Sob a perspectiva do direito material, por exemplo, o novo artigo 46-A da LDC estabelece que o prazo de prescrição para reparação de danos causados pelas infrações à ordem econômica é de 5 anos, iniciando-se com a ciência inequívoca do ilícito pela parte legitimada à propositura da ação, que por sua vez será aferida na publicação do julgamento final do processo administrativo pelo CADE[1], ficando a prescrição suspensa neste interim.

Sob a mesma perspectiva, a Lei 14.470/2022 inovou ao estabelecer o direito de indenização em dobro (double damages) em favor do agente prejudicado pelas práticas de cartel e de influência de conduta uniforme entre concorrentes, disciplinadas, respectivamente, nos incisos I e II do parágrafo 3º do artigo 36 da LDC. Trata-se de uma regra lastreada à luz da legislação federal americana de defesa da concorrência,  que estabelece no parágrafo 4º do Clayton Act[2], o direito de restituição em triplo (treble damages) sobre os prejuízos sofridos em decorrência da violação da legislação antitruste americana, além de despesas processuais e honorários advocatícios.

O direito de indenização em dobro, inovado pelo parágrafo 1º do artigo 47 da LDC, é excepcionado, contudo, nos casos em que o CADE houver celebrado  acordos de leniência ou termo de compromisso de cessação de conduta com os coautores de infração à ordem econômica, desde que declarados cumpridos pelo CADE, hipóteses nas quais a responsabilidade civil será limitada aos danos efetivamente causados aos prejudicados. Os signatários destes instrumentos, inclusive, responderão perante o terceiro prejudicado apenas pelos prejuízos a que derem causa, não havendo responsabilidade solidária pelos danos causados pelos demais agentes eventualmente envolvidos na demanda. Trata-se de ressalvas disciplinadas, respectivamente, nos novos parágrafos 2º e 3º do referido artigo 47 da LDC, que objetivam estimular os acordos espontâneos junto ao CADE, em contrapartida à mitigação de responsabilidades dos envolvidos.

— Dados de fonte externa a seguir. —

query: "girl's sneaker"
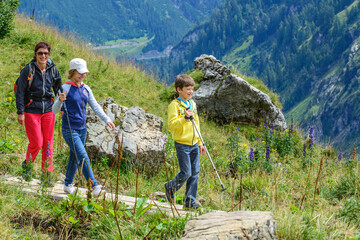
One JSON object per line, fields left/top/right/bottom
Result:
{"left": 92, "top": 185, "right": 106, "bottom": 197}
{"left": 64, "top": 184, "right": 75, "bottom": 195}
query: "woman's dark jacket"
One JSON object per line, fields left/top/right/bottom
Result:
{"left": 15, "top": 59, "right": 62, "bottom": 115}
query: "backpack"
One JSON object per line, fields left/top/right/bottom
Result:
{"left": 14, "top": 62, "right": 35, "bottom": 94}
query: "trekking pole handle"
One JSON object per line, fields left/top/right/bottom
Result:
{"left": 185, "top": 107, "right": 194, "bottom": 121}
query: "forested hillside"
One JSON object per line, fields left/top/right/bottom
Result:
{"left": 165, "top": 0, "right": 360, "bottom": 153}
{"left": 17, "top": 0, "right": 224, "bottom": 51}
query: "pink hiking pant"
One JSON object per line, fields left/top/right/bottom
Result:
{"left": 24, "top": 111, "right": 55, "bottom": 171}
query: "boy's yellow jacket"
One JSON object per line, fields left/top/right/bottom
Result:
{"left": 168, "top": 99, "right": 202, "bottom": 146}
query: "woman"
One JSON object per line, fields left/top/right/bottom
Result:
{"left": 15, "top": 42, "right": 62, "bottom": 183}
{"left": 52, "top": 58, "right": 116, "bottom": 196}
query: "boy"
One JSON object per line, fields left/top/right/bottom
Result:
{"left": 165, "top": 74, "right": 206, "bottom": 210}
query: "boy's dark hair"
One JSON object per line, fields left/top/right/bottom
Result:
{"left": 175, "top": 74, "right": 195, "bottom": 91}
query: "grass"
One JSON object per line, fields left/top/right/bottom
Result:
{"left": 0, "top": 14, "right": 360, "bottom": 239}
{"left": 236, "top": 73, "right": 282, "bottom": 109}
{"left": 285, "top": 96, "right": 312, "bottom": 123}
{"left": 92, "top": 35, "right": 154, "bottom": 60}
{"left": 223, "top": 35, "right": 253, "bottom": 62}
{"left": 336, "top": 0, "right": 360, "bottom": 24}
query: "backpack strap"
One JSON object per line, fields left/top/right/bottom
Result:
{"left": 51, "top": 66, "right": 56, "bottom": 80}
{"left": 176, "top": 98, "right": 193, "bottom": 111}
{"left": 27, "top": 62, "right": 35, "bottom": 90}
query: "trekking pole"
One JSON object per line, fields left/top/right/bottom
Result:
{"left": 190, "top": 117, "right": 226, "bottom": 192}
{"left": 59, "top": 87, "right": 83, "bottom": 186}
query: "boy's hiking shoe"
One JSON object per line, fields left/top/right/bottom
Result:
{"left": 64, "top": 184, "right": 75, "bottom": 195}
{"left": 164, "top": 183, "right": 174, "bottom": 203}
{"left": 184, "top": 202, "right": 201, "bottom": 210}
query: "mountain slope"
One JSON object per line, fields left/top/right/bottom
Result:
{"left": 165, "top": 0, "right": 360, "bottom": 153}
{"left": 17, "top": 0, "right": 224, "bottom": 51}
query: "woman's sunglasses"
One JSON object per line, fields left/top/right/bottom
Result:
{"left": 37, "top": 51, "right": 50, "bottom": 56}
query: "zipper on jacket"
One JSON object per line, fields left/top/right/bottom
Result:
{"left": 33, "top": 62, "right": 53, "bottom": 114}
{"left": 42, "top": 71, "right": 46, "bottom": 113}
{"left": 78, "top": 86, "right": 86, "bottom": 128}
{"left": 34, "top": 63, "right": 47, "bottom": 114}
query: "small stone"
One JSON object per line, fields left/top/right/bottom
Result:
{"left": 152, "top": 191, "right": 166, "bottom": 200}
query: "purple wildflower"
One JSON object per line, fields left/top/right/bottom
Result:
{"left": 46, "top": 141, "right": 51, "bottom": 158}
{"left": 249, "top": 148, "right": 254, "bottom": 162}
{"left": 271, "top": 123, "right": 275, "bottom": 135}
{"left": 336, "top": 152, "right": 342, "bottom": 163}
{"left": 263, "top": 110, "right": 268, "bottom": 127}
{"left": 308, "top": 126, "right": 313, "bottom": 149}
{"left": 290, "top": 118, "right": 294, "bottom": 133}
{"left": 266, "top": 145, "right": 270, "bottom": 161}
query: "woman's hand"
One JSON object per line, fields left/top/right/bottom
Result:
{"left": 107, "top": 121, "right": 116, "bottom": 131}
{"left": 17, "top": 114, "right": 25, "bottom": 125}
{"left": 59, "top": 92, "right": 66, "bottom": 102}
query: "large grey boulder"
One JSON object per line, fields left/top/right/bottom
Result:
{"left": 192, "top": 55, "right": 287, "bottom": 130}
{"left": 85, "top": 98, "right": 168, "bottom": 175}
{"left": 181, "top": 211, "right": 277, "bottom": 240}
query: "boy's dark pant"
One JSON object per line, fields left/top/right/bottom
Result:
{"left": 167, "top": 142, "right": 200, "bottom": 205}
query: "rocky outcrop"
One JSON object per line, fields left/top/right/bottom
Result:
{"left": 192, "top": 55, "right": 287, "bottom": 130}
{"left": 181, "top": 211, "right": 277, "bottom": 240}
{"left": 85, "top": 98, "right": 168, "bottom": 175}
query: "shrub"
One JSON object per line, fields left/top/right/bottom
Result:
{"left": 0, "top": 0, "right": 20, "bottom": 39}
{"left": 328, "top": 170, "right": 360, "bottom": 200}
{"left": 337, "top": 198, "right": 360, "bottom": 227}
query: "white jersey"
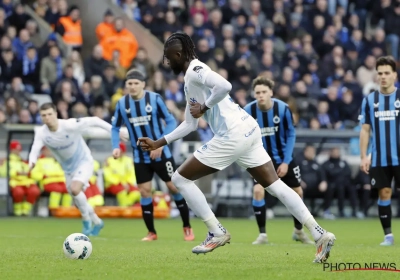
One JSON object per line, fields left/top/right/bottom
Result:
{"left": 29, "top": 119, "right": 95, "bottom": 173}
{"left": 184, "top": 59, "right": 255, "bottom": 138}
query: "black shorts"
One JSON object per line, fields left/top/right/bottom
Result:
{"left": 369, "top": 166, "right": 400, "bottom": 189}
{"left": 134, "top": 158, "right": 176, "bottom": 184}
{"left": 253, "top": 160, "right": 301, "bottom": 188}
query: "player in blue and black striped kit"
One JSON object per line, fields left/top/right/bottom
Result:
{"left": 111, "top": 69, "right": 194, "bottom": 241}
{"left": 359, "top": 56, "right": 399, "bottom": 246}
{"left": 244, "top": 76, "right": 313, "bottom": 245}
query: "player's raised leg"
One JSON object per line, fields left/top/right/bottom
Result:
{"left": 171, "top": 155, "right": 229, "bottom": 254}
{"left": 252, "top": 184, "right": 268, "bottom": 244}
{"left": 247, "top": 161, "right": 335, "bottom": 263}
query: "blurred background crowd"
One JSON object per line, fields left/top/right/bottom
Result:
{"left": 1, "top": 0, "right": 400, "bottom": 134}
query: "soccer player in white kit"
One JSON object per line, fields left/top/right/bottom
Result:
{"left": 28, "top": 103, "right": 128, "bottom": 236}
{"left": 137, "top": 32, "right": 336, "bottom": 263}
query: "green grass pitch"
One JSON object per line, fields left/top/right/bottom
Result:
{"left": 1, "top": 217, "right": 399, "bottom": 280}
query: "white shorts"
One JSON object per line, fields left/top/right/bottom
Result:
{"left": 194, "top": 125, "right": 271, "bottom": 170}
{"left": 65, "top": 161, "right": 93, "bottom": 193}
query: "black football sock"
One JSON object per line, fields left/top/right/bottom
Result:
{"left": 252, "top": 199, "right": 266, "bottom": 234}
{"left": 141, "top": 197, "right": 156, "bottom": 234}
{"left": 173, "top": 193, "right": 191, "bottom": 228}
{"left": 378, "top": 199, "right": 392, "bottom": 235}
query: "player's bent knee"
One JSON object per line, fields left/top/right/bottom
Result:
{"left": 138, "top": 182, "right": 152, "bottom": 198}
{"left": 253, "top": 184, "right": 265, "bottom": 199}
{"left": 165, "top": 181, "right": 179, "bottom": 193}
{"left": 293, "top": 186, "right": 303, "bottom": 197}
{"left": 379, "top": 187, "right": 392, "bottom": 200}
{"left": 171, "top": 171, "right": 191, "bottom": 190}
{"left": 70, "top": 181, "right": 84, "bottom": 196}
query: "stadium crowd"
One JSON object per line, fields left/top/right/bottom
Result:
{"left": 1, "top": 0, "right": 400, "bottom": 218}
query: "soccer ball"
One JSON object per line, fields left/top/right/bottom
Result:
{"left": 62, "top": 233, "right": 92, "bottom": 260}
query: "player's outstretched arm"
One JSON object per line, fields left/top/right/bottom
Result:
{"left": 28, "top": 131, "right": 45, "bottom": 170}
{"left": 138, "top": 104, "right": 199, "bottom": 151}
{"left": 194, "top": 70, "right": 232, "bottom": 116}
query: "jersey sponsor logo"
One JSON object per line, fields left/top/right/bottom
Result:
{"left": 260, "top": 126, "right": 279, "bottom": 136}
{"left": 245, "top": 126, "right": 257, "bottom": 137}
{"left": 193, "top": 66, "right": 203, "bottom": 73}
{"left": 51, "top": 141, "right": 74, "bottom": 150}
{"left": 128, "top": 115, "right": 152, "bottom": 126}
{"left": 374, "top": 110, "right": 399, "bottom": 121}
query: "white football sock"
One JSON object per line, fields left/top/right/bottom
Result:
{"left": 266, "top": 179, "right": 325, "bottom": 241}
{"left": 74, "top": 192, "right": 101, "bottom": 224}
{"left": 172, "top": 172, "right": 226, "bottom": 236}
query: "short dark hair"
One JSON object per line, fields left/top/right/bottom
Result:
{"left": 252, "top": 76, "right": 275, "bottom": 90}
{"left": 39, "top": 102, "right": 56, "bottom": 111}
{"left": 375, "top": 56, "right": 396, "bottom": 72}
{"left": 126, "top": 69, "right": 145, "bottom": 81}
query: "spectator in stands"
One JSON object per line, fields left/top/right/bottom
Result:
{"left": 21, "top": 46, "right": 40, "bottom": 93}
{"left": 298, "top": 144, "right": 328, "bottom": 216}
{"left": 55, "top": 64, "right": 80, "bottom": 93}
{"left": 103, "top": 65, "right": 122, "bottom": 98}
{"left": 122, "top": 0, "right": 142, "bottom": 22}
{"left": 55, "top": 98, "right": 71, "bottom": 119}
{"left": 90, "top": 75, "right": 107, "bottom": 104}
{"left": 68, "top": 50, "right": 85, "bottom": 87}
{"left": 71, "top": 101, "right": 88, "bottom": 118}
{"left": 54, "top": 80, "right": 77, "bottom": 105}
{"left": 12, "top": 29, "right": 33, "bottom": 61}
{"left": 0, "top": 140, "right": 41, "bottom": 216}
{"left": 40, "top": 45, "right": 66, "bottom": 94}
{"left": 4, "top": 76, "right": 31, "bottom": 107}
{"left": 56, "top": 5, "right": 82, "bottom": 52}
{"left": 0, "top": 48, "right": 21, "bottom": 89}
{"left": 96, "top": 9, "right": 115, "bottom": 42}
{"left": 8, "top": 3, "right": 31, "bottom": 33}
{"left": 130, "top": 47, "right": 156, "bottom": 80}
{"left": 31, "top": 0, "right": 48, "bottom": 18}
{"left": 25, "top": 20, "right": 41, "bottom": 48}
{"left": 44, "top": 0, "right": 61, "bottom": 29}
{"left": 18, "top": 109, "right": 32, "bottom": 124}
{"left": 1, "top": 0, "right": 13, "bottom": 18}
{"left": 110, "top": 50, "right": 127, "bottom": 79}
{"left": 0, "top": 8, "right": 8, "bottom": 38}
{"left": 4, "top": 97, "right": 20, "bottom": 124}
{"left": 356, "top": 54, "right": 377, "bottom": 88}
{"left": 383, "top": 1, "right": 400, "bottom": 60}
{"left": 165, "top": 79, "right": 185, "bottom": 108}
{"left": 77, "top": 81, "right": 95, "bottom": 110}
{"left": 322, "top": 147, "right": 357, "bottom": 218}
{"left": 38, "top": 33, "right": 58, "bottom": 59}
{"left": 100, "top": 18, "right": 139, "bottom": 68}
{"left": 27, "top": 100, "right": 41, "bottom": 124}
{"left": 111, "top": 86, "right": 128, "bottom": 112}
{"left": 84, "top": 45, "right": 109, "bottom": 79}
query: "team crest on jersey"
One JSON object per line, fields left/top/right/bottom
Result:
{"left": 125, "top": 108, "right": 131, "bottom": 113}
{"left": 190, "top": 97, "right": 197, "bottom": 103}
{"left": 374, "top": 102, "right": 379, "bottom": 108}
{"left": 371, "top": 178, "right": 376, "bottom": 185}
{"left": 193, "top": 66, "right": 203, "bottom": 73}
{"left": 394, "top": 99, "right": 400, "bottom": 108}
{"left": 145, "top": 103, "right": 152, "bottom": 113}
{"left": 273, "top": 115, "right": 280, "bottom": 124}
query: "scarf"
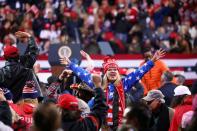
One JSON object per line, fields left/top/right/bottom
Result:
{"left": 106, "top": 81, "right": 125, "bottom": 130}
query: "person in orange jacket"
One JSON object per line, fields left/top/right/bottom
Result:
{"left": 140, "top": 49, "right": 169, "bottom": 94}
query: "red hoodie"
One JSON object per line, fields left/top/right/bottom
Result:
{"left": 169, "top": 95, "right": 193, "bottom": 131}
{"left": 9, "top": 103, "right": 35, "bottom": 129}
{"left": 19, "top": 103, "right": 34, "bottom": 125}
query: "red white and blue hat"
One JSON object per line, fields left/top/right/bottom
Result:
{"left": 22, "top": 81, "right": 39, "bottom": 99}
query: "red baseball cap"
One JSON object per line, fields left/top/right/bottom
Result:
{"left": 57, "top": 94, "right": 79, "bottom": 110}
{"left": 3, "top": 45, "right": 19, "bottom": 59}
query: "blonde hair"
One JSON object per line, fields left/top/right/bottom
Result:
{"left": 9, "top": 106, "right": 20, "bottom": 123}
{"left": 22, "top": 98, "right": 38, "bottom": 105}
{"left": 102, "top": 73, "right": 122, "bottom": 90}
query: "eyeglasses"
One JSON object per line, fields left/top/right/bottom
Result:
{"left": 141, "top": 99, "right": 153, "bottom": 105}
{"left": 146, "top": 100, "right": 154, "bottom": 105}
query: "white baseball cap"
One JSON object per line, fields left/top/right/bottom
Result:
{"left": 174, "top": 85, "right": 191, "bottom": 96}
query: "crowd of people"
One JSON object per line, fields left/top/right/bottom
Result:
{"left": 0, "top": 30, "right": 197, "bottom": 131}
{"left": 0, "top": 0, "right": 196, "bottom": 55}
{"left": 0, "top": 0, "right": 197, "bottom": 131}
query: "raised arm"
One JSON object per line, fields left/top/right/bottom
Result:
{"left": 80, "top": 50, "right": 95, "bottom": 72}
{"left": 15, "top": 31, "right": 39, "bottom": 68}
{"left": 60, "top": 56, "right": 95, "bottom": 88}
{"left": 123, "top": 49, "right": 166, "bottom": 92}
{"left": 83, "top": 74, "right": 108, "bottom": 130}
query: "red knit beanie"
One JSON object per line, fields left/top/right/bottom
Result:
{"left": 102, "top": 56, "right": 119, "bottom": 73}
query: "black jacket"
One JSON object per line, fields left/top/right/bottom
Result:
{"left": 150, "top": 104, "right": 170, "bottom": 131}
{"left": 0, "top": 101, "right": 12, "bottom": 126}
{"left": 62, "top": 88, "right": 108, "bottom": 131}
{"left": 0, "top": 37, "right": 38, "bottom": 103}
{"left": 159, "top": 82, "right": 177, "bottom": 106}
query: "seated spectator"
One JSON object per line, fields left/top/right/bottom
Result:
{"left": 0, "top": 0, "right": 196, "bottom": 55}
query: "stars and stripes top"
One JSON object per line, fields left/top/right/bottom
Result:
{"left": 68, "top": 60, "right": 154, "bottom": 127}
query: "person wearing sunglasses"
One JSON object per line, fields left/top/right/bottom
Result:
{"left": 142, "top": 90, "right": 174, "bottom": 131}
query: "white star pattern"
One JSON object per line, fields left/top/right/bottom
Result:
{"left": 74, "top": 64, "right": 78, "bottom": 67}
{"left": 140, "top": 70, "right": 144, "bottom": 74}
{"left": 88, "top": 80, "right": 91, "bottom": 83}
{"left": 67, "top": 54, "right": 154, "bottom": 102}
{"left": 136, "top": 76, "right": 140, "bottom": 80}
{"left": 109, "top": 92, "right": 113, "bottom": 97}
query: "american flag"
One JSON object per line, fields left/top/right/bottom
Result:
{"left": 0, "top": 54, "right": 196, "bottom": 84}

A Lei nº 14.470/2022 passou a estabelecer, também, que o repasse do sobrepreço não se presume, cabendo ao réu que o alegar o ônus de prova. A matéria inserida no novo parágrafo 4º do Artigo 47 da LDC objetiva adequar a distribuição do ônus da prova, conferindo-lhe ao agente com melhores condições de fazê-lo e, principalmente, maior interesse na sua demonstração, considerando o potencial impacto no montante indenizatório devido, que poderá ser reduzido, à medida que comprovado que o agente prejudicado pelo ilícito concorrencial repassou referida conduta ao longo da cadeia.

Do ponto de vista processual, o artigo 47-A da LDC passou a determinar que a  decisão do Plenário do Tribunal do CADE estará apta a fundamentar a concessão de eventual tutela de evidência, permitindo ao juiz, no âmbito da ação privada indenizatória, decidir liminarmente sobre seu mérito.

A Lei nº 14.470/2022 entrou em vigor na data da sua publicação, em 17 de novembro de 2022, e representa um importante avanço no Sistema de Defesa da Concorrência, fortalecendo as bases da persecução privada, em paralelo à persecução concorrencial pública, exercida administrativamente pelo CADE. Trata-se de um sistema mais robusto e que tende, gradativamente, a desestimular a prática de ilícitos concorrenciais pelos players atuantes no mercado, que estão cada vez mais expostos a responsabilidades legais, tanto na esfera administrativa, quanto na judicial.

 

Por Vinicius Melo Santos, advogado da  Equipe Contratual, Societária e Regulatória do escritório Lopes Muniz Advogados

**********

[1] Conselho Administrativo de Defesa Econômica.

[2] Clayton Act é uma legislação federal de defesa da concorrência, instituída pela Autoridade Concorrencial Americana, a Federal Trade Commission.